Up until the past couple of years, I figured that was pretty much the future of progress: computers would keep getting better and better at the stuff they were already used for. Occasionally, a product might come along that seemed entirely “new,” but it was most likely just a clever combination of existing technology (like the early version of Siri). Computers will get faster and cheaper, but at the core, I thought, they’d still have the same basic capabilities.

It turns out, though, that we recently crossed some threshold of computational-power-per-dollar that has enabled computers to do things that aren’t just exponential improvements to the stuff they could already do. Instead, computers are starting to do entirely novel things that lack a historical precedent.

Instead of rendering ever-better video game graphics, for example, a program can now learn how to play complex video games without any prior knowledge and destroy the best human players within a trivial amount of time.

An artificial intelligence program defeats the world’s best Dota 2 players. It essentially knew nothing about the game when it first started playing. (2017)

An artificial intelligence program defeats the world’s best Dota 2 players. It essentially knew nothing about the game when it first started playing. (2017)

One of the important, new things that computers can do is “learn” from enormous amounts of data. Historically, teaching a computer what The Incredible Hulk looked like or how to beat somebody at chess required writing out a bunch of complex rules for a program to follow - and oftentimes those rules performed worse than toddlers at the same task.

Today, we can show a computer a bunch of photos of The Incredible Hulk and it will start to “understand” the general characteristics of what makes The Hulk different from other stuff. Then, when it’s shown a photo it’s never seen before, it will be able to take a highly-accurate guess if The Hulk is in it or not. It can learn this skill in seconds.

If that doesn’t blow your mind, consider some research that came out from Google’s DeepMind this month. Researchers were able to create an AI program that could look at a single 2D image it had never seen before and “imagine” what the same scene would look like from different vantage points.

Using a single 2D image that it has never seen before (left), an artificial intelligence program predicts the properties of the surrounding area (right). (2018)

Using a single 2D image that it has never seen before (left), an artificial intelligence program predicts the properties of the surrounding area (right). (2018)

That is nuts. And it’s just a preview of what’s coming.

The DeepMind research in particular sheds light on how a “uniquely” human attribute - in this case, the ability to infer depth and space from a stationary view of a scene - can now be mimicked by a computer, albeit crudely. 

In order to get a computer to learn, we must represent specific aspects of the world as data which it can interpret. The thing I under-appreciated until recently is just how many of our senses and skills can be represented as data:

  • Sense of vision -> an array of various color values
  • Written language -> sequences of characters
  • Voice -> waveforms
  • Certain emotions -> changes in pupil dilation that can be easily measured

Those are just a few wildly over-simplified examples.
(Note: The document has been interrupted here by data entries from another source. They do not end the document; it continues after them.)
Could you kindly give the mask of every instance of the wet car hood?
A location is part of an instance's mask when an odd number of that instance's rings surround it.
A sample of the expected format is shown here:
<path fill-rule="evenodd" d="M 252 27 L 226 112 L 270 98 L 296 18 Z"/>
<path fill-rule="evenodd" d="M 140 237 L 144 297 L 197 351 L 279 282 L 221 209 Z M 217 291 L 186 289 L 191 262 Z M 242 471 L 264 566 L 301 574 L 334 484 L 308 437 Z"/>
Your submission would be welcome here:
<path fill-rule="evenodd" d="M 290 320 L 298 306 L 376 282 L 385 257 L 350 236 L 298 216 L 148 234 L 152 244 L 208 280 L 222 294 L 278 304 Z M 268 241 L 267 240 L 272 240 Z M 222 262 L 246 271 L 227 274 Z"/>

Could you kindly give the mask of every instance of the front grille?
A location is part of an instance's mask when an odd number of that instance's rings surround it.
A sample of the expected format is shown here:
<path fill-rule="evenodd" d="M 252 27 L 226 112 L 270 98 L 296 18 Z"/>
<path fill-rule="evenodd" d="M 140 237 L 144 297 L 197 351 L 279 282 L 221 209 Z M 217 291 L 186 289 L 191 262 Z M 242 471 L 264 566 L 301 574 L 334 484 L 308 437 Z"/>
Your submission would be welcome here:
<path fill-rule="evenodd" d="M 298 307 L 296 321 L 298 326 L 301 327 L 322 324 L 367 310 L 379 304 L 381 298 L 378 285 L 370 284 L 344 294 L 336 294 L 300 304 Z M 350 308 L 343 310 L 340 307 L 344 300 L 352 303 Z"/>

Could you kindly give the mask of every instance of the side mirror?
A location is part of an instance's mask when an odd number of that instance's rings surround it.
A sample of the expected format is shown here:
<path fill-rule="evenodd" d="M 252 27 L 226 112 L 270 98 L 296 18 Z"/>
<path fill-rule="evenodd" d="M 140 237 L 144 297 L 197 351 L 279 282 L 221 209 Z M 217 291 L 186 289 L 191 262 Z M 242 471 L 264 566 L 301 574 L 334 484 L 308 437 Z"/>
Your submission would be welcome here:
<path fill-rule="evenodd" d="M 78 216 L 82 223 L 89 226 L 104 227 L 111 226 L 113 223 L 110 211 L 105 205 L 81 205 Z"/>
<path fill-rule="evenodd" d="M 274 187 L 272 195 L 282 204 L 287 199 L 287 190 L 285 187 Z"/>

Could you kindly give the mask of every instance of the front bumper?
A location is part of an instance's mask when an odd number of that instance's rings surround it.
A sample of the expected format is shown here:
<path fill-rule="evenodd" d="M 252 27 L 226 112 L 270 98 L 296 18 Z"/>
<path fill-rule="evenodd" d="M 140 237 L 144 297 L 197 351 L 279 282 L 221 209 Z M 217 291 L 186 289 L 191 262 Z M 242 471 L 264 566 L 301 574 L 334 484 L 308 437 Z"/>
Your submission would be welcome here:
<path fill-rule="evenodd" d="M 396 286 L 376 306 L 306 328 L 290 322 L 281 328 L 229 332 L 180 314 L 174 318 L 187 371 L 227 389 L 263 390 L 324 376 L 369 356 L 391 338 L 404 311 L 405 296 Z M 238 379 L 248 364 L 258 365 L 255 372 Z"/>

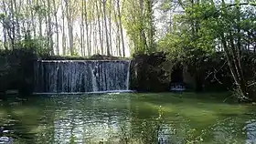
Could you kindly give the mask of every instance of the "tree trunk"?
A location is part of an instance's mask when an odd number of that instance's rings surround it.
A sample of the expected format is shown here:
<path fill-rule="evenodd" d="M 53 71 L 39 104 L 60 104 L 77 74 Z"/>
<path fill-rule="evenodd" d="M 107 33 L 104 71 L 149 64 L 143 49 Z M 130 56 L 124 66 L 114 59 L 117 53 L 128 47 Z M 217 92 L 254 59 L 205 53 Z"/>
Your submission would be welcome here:
<path fill-rule="evenodd" d="M 58 17 L 57 17 L 59 5 L 58 5 L 58 6 L 56 5 L 55 0 L 53 0 L 53 5 L 54 5 L 54 17 L 55 17 L 55 28 L 56 28 L 56 51 L 57 51 L 57 55 L 59 55 L 59 23 L 58 23 Z"/>
<path fill-rule="evenodd" d="M 121 10 L 120 10 L 120 1 L 119 0 L 117 0 L 117 11 L 118 11 L 119 26 L 120 26 L 121 39 L 122 39 L 123 57 L 125 57 L 125 46 L 124 46 L 124 38 L 123 38 Z"/>
<path fill-rule="evenodd" d="M 108 26 L 107 26 L 107 15 L 106 15 L 106 0 L 103 0 L 103 15 L 104 15 L 104 23 L 105 23 L 105 35 L 106 35 L 106 43 L 107 43 L 107 56 L 111 55 L 110 52 L 110 43 L 108 36 Z"/>
<path fill-rule="evenodd" d="M 96 9 L 97 9 L 97 16 L 98 16 L 98 29 L 99 29 L 99 36 L 100 36 L 100 44 L 101 44 L 101 54 L 103 54 L 103 39 L 101 38 L 101 13 L 100 13 L 100 8 L 98 5 L 98 0 L 96 2 Z M 100 2 L 101 3 L 101 2 Z"/>

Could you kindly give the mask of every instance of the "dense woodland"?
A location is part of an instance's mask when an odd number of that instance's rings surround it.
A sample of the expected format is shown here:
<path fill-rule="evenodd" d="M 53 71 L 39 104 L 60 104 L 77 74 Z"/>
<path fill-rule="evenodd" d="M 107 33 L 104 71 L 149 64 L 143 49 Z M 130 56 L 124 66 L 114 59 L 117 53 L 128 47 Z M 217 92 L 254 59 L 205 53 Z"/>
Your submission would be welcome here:
<path fill-rule="evenodd" d="M 1 0 L 0 6 L 1 49 L 82 57 L 164 51 L 196 71 L 221 54 L 223 65 L 209 75 L 229 67 L 239 99 L 256 100 L 253 0 Z"/>

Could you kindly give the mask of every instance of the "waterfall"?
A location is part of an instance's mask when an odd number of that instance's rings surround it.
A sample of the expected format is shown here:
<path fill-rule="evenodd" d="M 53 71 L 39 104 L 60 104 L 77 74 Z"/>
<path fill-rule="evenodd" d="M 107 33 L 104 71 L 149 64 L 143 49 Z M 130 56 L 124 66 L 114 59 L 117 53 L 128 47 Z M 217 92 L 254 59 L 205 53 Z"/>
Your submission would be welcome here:
<path fill-rule="evenodd" d="M 35 93 L 129 90 L 130 60 L 40 60 L 35 63 Z"/>

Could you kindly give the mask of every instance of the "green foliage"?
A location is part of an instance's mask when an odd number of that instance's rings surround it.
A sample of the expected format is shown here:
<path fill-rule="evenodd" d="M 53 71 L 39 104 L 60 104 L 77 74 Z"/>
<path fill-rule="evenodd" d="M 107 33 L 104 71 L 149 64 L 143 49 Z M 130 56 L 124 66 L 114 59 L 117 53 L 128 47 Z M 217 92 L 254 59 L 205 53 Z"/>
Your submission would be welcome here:
<path fill-rule="evenodd" d="M 143 3 L 142 3 L 143 2 Z M 122 17 L 126 34 L 133 43 L 132 53 L 149 54 L 155 51 L 153 1 L 125 1 Z M 136 9 L 134 9 L 136 8 Z"/>
<path fill-rule="evenodd" d="M 37 56 L 50 55 L 50 48 L 48 47 L 47 40 L 44 38 L 31 39 L 25 38 L 16 44 L 16 47 L 19 49 L 31 50 Z"/>

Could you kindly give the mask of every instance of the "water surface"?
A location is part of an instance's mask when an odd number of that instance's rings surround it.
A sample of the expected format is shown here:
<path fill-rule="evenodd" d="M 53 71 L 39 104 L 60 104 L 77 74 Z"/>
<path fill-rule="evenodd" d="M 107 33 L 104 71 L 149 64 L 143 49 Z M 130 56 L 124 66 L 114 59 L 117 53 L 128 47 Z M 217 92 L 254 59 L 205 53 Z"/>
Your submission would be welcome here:
<path fill-rule="evenodd" d="M 212 95 L 212 96 L 211 96 Z M 219 94 L 35 96 L 0 104 L 0 126 L 18 144 L 245 143 L 255 108 Z M 221 94 L 226 95 L 226 94 Z"/>

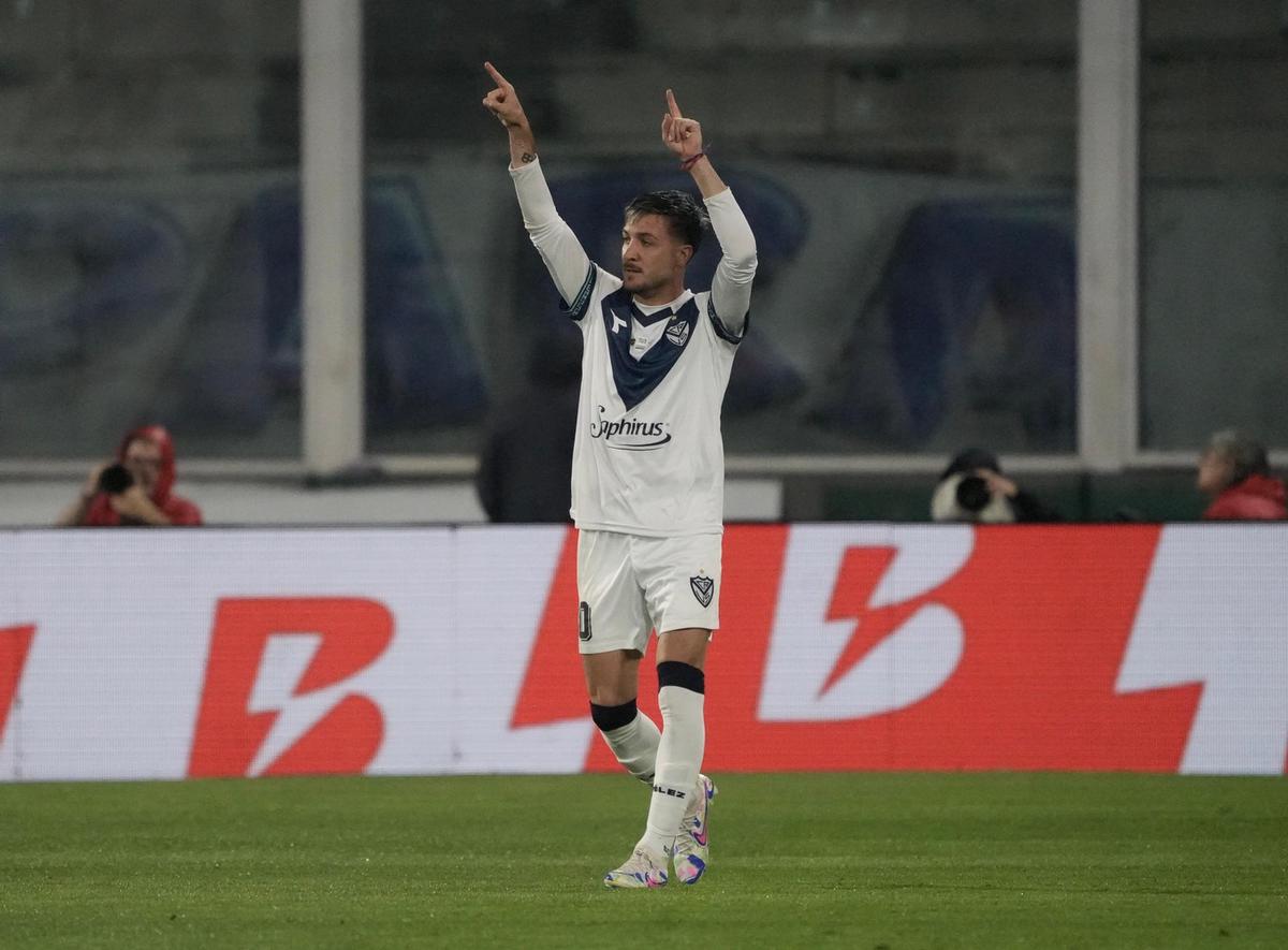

There's a far wider, and nuanced, range of human attributes that can be quantified in fairly precise data structures.

Now that we have machines capable of learning from this data, it seems likely that we are entering into an unprecedented moment in history. Our computers won't just be getting better at their old tricks, they'll be wrapping their tentacles around more and more previously-out-of-reach domains.

This isn't the essay where I say if that's terrifying or exciting or both, this is where I say something obvious, but worth repeating:

We are alive during a time of ludicrous technological change.